O ex-diplomata dos EUA, Victor Manuel Rocha, será expulso dos EUA por espionar para Cuba durante 40 anos.
Enquanto a administração Donald Trump ataca indivíduos que obtiveram de forma fraudulenta a cidadania norte-americana e publicou uma lista de 12 dessas pessoas sob ataque, um nome destaca-se visivelmente. Ele é Victor Manuel Rocha, ex-embaixador dos EUA na Bolívia.

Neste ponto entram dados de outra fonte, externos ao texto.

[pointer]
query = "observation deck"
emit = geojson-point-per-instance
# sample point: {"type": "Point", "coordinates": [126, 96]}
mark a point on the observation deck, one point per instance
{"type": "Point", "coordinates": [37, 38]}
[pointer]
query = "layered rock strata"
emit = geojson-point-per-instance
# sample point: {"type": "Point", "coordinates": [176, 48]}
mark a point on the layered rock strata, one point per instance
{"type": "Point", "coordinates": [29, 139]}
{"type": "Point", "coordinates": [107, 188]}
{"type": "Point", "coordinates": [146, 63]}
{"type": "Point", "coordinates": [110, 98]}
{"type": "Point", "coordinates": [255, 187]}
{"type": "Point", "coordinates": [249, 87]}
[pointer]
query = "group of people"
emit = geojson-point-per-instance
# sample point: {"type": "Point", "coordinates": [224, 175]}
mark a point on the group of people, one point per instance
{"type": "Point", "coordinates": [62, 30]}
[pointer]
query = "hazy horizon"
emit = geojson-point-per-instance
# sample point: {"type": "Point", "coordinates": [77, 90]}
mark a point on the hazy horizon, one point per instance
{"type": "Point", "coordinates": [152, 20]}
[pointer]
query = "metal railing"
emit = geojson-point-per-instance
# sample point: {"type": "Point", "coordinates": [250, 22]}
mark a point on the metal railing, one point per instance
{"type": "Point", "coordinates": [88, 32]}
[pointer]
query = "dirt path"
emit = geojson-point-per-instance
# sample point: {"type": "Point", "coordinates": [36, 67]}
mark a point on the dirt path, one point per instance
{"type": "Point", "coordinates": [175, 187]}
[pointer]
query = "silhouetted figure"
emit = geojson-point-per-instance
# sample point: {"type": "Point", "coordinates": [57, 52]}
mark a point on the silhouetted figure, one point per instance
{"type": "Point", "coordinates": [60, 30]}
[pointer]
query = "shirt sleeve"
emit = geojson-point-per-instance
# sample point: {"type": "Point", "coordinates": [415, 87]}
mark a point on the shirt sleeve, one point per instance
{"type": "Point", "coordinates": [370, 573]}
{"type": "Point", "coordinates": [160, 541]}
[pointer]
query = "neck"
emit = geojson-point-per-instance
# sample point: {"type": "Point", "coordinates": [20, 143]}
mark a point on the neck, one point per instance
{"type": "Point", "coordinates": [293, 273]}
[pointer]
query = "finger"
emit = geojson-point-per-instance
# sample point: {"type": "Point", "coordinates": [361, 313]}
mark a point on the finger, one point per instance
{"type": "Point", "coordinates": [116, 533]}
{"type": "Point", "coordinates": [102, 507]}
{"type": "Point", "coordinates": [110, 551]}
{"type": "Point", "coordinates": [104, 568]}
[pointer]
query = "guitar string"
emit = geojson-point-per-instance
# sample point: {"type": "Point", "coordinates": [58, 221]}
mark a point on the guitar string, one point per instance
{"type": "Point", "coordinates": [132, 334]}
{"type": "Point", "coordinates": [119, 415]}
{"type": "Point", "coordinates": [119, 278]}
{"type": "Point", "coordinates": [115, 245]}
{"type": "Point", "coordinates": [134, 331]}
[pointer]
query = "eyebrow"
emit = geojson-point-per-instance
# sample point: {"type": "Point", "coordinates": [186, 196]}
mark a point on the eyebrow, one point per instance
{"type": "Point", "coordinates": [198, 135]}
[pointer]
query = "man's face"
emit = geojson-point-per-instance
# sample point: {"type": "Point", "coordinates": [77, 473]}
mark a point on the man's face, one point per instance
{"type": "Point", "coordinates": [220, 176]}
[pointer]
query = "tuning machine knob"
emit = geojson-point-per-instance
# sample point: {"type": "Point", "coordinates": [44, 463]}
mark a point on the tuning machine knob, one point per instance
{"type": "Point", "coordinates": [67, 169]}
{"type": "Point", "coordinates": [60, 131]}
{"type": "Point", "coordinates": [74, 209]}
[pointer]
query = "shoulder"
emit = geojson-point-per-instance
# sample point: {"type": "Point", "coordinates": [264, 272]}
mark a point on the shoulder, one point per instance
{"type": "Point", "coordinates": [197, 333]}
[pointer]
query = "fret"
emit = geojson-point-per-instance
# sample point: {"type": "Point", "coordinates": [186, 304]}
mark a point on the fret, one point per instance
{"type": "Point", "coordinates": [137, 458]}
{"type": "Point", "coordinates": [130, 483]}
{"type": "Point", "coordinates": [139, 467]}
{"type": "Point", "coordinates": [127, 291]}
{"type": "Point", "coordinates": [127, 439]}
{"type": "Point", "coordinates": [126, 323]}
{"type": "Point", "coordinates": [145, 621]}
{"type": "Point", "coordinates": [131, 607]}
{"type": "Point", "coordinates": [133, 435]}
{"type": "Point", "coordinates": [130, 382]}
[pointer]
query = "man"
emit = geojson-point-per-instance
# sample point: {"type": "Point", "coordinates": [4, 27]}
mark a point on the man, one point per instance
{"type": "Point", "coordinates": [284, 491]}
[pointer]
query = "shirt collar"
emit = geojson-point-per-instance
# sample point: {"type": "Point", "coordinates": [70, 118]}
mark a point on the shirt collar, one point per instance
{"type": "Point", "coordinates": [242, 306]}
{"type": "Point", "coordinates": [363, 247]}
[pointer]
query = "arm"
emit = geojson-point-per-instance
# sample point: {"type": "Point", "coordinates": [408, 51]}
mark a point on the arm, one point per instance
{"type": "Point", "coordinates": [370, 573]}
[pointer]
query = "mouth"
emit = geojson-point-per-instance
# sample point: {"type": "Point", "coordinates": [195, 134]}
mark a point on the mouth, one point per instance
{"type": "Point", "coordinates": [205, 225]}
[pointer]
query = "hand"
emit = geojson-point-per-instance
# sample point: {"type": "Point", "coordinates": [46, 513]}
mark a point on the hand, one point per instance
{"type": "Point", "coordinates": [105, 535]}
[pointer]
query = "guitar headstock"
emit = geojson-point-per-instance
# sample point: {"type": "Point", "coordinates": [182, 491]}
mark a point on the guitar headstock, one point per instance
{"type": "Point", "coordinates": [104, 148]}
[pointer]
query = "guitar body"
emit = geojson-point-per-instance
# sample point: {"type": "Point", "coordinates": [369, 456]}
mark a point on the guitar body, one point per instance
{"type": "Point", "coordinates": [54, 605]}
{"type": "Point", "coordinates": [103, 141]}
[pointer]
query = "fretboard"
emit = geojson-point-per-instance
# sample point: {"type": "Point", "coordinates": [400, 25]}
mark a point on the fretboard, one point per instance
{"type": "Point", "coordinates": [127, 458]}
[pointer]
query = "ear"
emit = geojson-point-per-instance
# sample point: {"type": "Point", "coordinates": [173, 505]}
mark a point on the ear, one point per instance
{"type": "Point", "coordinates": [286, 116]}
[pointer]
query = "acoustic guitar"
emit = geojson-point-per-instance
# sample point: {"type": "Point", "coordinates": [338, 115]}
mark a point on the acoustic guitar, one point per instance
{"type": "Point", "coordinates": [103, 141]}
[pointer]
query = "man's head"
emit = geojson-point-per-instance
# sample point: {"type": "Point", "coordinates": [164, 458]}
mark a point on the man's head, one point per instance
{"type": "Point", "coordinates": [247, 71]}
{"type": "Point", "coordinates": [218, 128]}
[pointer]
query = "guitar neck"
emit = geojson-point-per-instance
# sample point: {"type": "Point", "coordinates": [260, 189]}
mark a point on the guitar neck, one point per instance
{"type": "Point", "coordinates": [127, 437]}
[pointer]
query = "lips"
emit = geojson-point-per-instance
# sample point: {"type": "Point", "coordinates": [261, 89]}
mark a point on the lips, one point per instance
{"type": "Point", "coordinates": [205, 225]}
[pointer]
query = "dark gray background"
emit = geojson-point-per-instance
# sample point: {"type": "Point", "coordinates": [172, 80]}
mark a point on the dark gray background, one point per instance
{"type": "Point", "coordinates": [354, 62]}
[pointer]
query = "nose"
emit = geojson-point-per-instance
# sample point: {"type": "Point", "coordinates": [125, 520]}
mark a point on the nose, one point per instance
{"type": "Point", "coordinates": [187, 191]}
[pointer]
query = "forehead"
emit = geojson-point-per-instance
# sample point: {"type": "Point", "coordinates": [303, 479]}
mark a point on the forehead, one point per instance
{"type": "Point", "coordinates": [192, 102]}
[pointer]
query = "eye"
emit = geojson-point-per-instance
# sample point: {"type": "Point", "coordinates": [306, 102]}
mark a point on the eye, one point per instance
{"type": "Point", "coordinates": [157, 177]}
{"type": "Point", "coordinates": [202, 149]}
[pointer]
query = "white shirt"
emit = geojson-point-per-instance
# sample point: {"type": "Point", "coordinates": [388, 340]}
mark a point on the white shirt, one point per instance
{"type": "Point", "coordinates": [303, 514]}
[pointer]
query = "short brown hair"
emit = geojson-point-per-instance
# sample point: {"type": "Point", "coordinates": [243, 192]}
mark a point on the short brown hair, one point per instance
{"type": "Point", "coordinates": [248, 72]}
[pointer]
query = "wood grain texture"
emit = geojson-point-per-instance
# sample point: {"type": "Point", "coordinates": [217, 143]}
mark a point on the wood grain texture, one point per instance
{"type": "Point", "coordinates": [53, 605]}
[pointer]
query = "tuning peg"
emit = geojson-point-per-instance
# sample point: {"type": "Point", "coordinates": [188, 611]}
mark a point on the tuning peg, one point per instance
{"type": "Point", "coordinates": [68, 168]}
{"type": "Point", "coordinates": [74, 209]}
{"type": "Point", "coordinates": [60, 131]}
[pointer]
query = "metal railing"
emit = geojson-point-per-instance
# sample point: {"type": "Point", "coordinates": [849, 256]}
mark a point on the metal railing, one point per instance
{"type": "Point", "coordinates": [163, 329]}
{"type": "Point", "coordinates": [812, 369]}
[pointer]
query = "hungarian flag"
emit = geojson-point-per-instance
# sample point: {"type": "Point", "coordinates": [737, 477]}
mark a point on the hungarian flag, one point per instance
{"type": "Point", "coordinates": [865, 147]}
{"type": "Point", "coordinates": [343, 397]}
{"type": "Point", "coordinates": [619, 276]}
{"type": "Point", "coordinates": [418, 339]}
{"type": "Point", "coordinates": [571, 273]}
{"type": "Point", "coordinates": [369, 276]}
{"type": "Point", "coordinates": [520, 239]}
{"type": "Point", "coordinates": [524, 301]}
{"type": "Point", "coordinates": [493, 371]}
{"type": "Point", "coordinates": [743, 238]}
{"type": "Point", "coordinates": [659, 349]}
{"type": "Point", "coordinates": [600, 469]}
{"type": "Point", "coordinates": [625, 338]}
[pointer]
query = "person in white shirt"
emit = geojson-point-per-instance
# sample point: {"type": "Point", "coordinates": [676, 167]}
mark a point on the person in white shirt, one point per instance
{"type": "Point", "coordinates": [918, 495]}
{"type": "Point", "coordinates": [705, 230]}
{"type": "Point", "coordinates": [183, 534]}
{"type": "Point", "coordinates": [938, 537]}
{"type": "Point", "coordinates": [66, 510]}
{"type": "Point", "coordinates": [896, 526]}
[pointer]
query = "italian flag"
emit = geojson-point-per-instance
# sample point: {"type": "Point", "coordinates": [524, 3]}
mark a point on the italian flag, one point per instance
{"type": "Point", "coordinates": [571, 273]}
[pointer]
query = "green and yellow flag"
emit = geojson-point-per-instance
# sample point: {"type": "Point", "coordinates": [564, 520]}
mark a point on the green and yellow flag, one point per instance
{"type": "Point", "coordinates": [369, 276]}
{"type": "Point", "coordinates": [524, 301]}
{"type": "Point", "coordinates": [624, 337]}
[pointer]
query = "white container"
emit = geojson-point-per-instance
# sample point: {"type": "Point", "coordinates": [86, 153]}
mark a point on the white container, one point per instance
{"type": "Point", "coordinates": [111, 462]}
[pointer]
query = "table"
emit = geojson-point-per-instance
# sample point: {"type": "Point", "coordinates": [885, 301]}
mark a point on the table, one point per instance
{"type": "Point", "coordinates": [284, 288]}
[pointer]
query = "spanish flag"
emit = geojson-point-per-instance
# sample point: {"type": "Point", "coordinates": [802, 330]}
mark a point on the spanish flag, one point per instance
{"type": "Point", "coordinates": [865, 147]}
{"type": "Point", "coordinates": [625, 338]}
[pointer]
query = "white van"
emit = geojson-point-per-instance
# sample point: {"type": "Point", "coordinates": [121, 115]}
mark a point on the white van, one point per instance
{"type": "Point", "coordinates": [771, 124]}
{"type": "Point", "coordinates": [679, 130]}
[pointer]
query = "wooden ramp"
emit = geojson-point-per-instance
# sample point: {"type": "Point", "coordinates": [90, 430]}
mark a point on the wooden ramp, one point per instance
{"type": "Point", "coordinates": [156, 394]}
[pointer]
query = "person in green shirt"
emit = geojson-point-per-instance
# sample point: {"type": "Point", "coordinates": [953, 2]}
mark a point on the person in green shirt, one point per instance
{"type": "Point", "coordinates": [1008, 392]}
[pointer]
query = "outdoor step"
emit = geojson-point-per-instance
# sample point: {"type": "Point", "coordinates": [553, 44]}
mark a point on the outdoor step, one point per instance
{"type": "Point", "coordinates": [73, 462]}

Ele foi preso em 2023 e admitiu ter atuado como agente secreto de Cuba durante 40 anos.Pure da Colômbia, Rocha cresceu na cidade de Nova Iorque, formou-se em Yale, fez mestrado em Harvard e tornou-se cidadão americano em 1978. Três anos mais tarde, Rocha começou a trabalhar para o Departamento de Estado dos EUA em 1981. O seu primeiro posto foi como oficial político na Embaixada dos EUA na República Dominicana, depois nas Honduras, e depois serviu como Primeiro Secretário da Embaixada dos EUA na Cidade do México.Em 2000, o presidente Invoice Clinton nomeou Rocha embaixador dos EUA na Bolívia.O Departamento de Justiça, em sua denúncia de desnaturalização, afirmou que Rocha mentiu em seu processo de cidadania, pois já trabalhava como agente desde 1973.“Sob nenhuma circunstância um agente de um adversário estrangeiro deve ser autorizado a deter o título de cidadão americano”, disse o procurador-geral adjunto Brett Shumate. “Nossa missão é clara: erradicar esses fraudadores e preservar a santidade do processo de naturalização para aqueles que aderem às nossas leis. Qualquer indivíduo que tenha mentido durante o processo de naturalização para ganhar uma posição neste país enfrentará todo o peso do Departamento de Justiça.”“Victor Manuel Rocha não period um agente de baixo escalão. Ele period um ex-embaixador dos Estados Unidos e alto funcionário do governo que admitiu ter servido secretamente ao regime cubano durante décadas”, disse o procurador dos EUA, Jason A. Reding Quiñones, para o Distrito Sul da Florida. “O Distrito Sul da Flórida ajudou a derrubar um dos mais prolíficos espiões cubanos já descobertos nos Estados Unidos. Este caso de desnaturalização civil trata de terminar o trabalho. A denúncia alega que Rocha obteve a cidadania americana por meio de mentiras, ocultação e traição. Uma pessoa que serve secretamente a Cuba comunista não deveria manter o privilégio da cidadania dos Estados Unidos, mesmo enquanto estiver na prisão.”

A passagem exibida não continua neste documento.